Pandit ve Neogi, (2016), okul öncesi dönemdeki çevresel faktörlerin küçük çocukların yaratıcılığına etkisi üzerine yaptıkları çalışmada, 4-5 yaş grubunda bulunan 225 çocuk oluşturmaktadır. Hindistan’ın Kalküta eyaletinde bulunan 20 okul öncesi eğitim kurumunda yapılmıştır. Yaratıcılığı etkileyen okul faktörleri araştırılmış ve okul öncesi çevrenin farklı koşullarını ölçmek için bir anket geliştirmiştir. Çocukların yaratıcılığını ölçmek için Baquer Mehdi'nin standartlaştırılmış bir testi uygulanmıştır. Sonuç olarak, okul öncesi dönemdeki çevresel faktörlerin çocukların yaratıcılığı üzerine önemli bir etkisinin olduğunu ve ayrıca öğretme yöntemlerinin yaratıcılığın en önemli belirleyicisi

olduğu ortaya çıkmıştır. Ayrıca çocuklara bir özgür ve yaratıcı ortamlar sağlandığında keşfetme özgürlüğüne sahip oldukları için benzersiz ürünler oluşturabildikleri ortaya çıkmıştır.

Chew ve Eau (2017), Malezya'daki çocuklara sunulan e-kitap okuma programının yaratıcılık öğretimi üzerindeki etkisini incelemiştir. Çalışmada, yaratıcılık unsurları üzerine tasarlanmış e-resim kitap okumasıyla literatür ders planlarının etkililiğini belirlemeye çalışılmıştır. Özgünlük, detaylandırma ve akıcılık alanları üzerine ağırlık verilmiştir.
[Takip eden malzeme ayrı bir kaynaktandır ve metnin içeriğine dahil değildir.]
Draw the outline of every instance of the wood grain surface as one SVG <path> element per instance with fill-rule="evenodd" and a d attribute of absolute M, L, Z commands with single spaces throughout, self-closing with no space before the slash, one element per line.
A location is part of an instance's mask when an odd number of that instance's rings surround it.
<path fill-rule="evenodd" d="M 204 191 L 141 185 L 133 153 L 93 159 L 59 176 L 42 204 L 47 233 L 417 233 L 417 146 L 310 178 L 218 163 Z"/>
Malezya'daki Selangor'un Petaling Jaya semtindeki iki özel anaokulundan 4-5 yaşlarındaki 42 çocuk üzerinde yapılmıştır. Veri toplama araçları, Wallis Modeli'ni (1926) ve çalışma aracı ve Torrance Yaratıcı Düşünce Testi'ni (TTCT) uygulamıştır. Sonuç olarak, kız çocuklar erkek çocuklardan daha yüksek puan almıştır. Ayrıca e-resim kitap okumasıyla yapılan edebiyat dersi planı, genç yaştaki çocuklar arasındaki yaratıcılığı geliştirmeleri için etkili olduğu ortaya çıkmıştır. Öneri olarak, okul öncesi eğitim kurumları ve eğitimciler, yaratıcı bireyler yetiştirmek için eğitim sistemlerini gözden geçirmelidir. Doron (2017), okul çağındaki çocukların yaratıcılıklarını görsel medyaya dayalı kısa vadeli müdahale programı ile teşvik etme üzerine araştırma yapmıştır. Çalışma, 10 hafta boyunca 10 ila 14 yaş aralığında bulunan 286 çocuğa müdahale programı uygulanmıştır. Çocukların boş zamanlarında yapmaları gereken ödevler verilmiştir ve bu çocuklara yaptıkları çalışmalardan zevk almaları için televizyon veya diğer medya araçlarını izlemeleri sağlanmıştır. Dolayısıyla çocukların gündelik hayatlarına yayılmış bir yaratıcılık eğitimine izin verilmiştir. Çalışmada, programın Tel Aviv Yaratıcılık Testine (TACT) göre akıcılık ve farklı düşünme becerilerini arttırma etkinliğini değerlendirmektir. Sonuçlar, program aktivitelerine katılan çocukların programın sonunda yaratıcılık testlerinde önemli derecede yüksek puan aldıkları görülmüştür.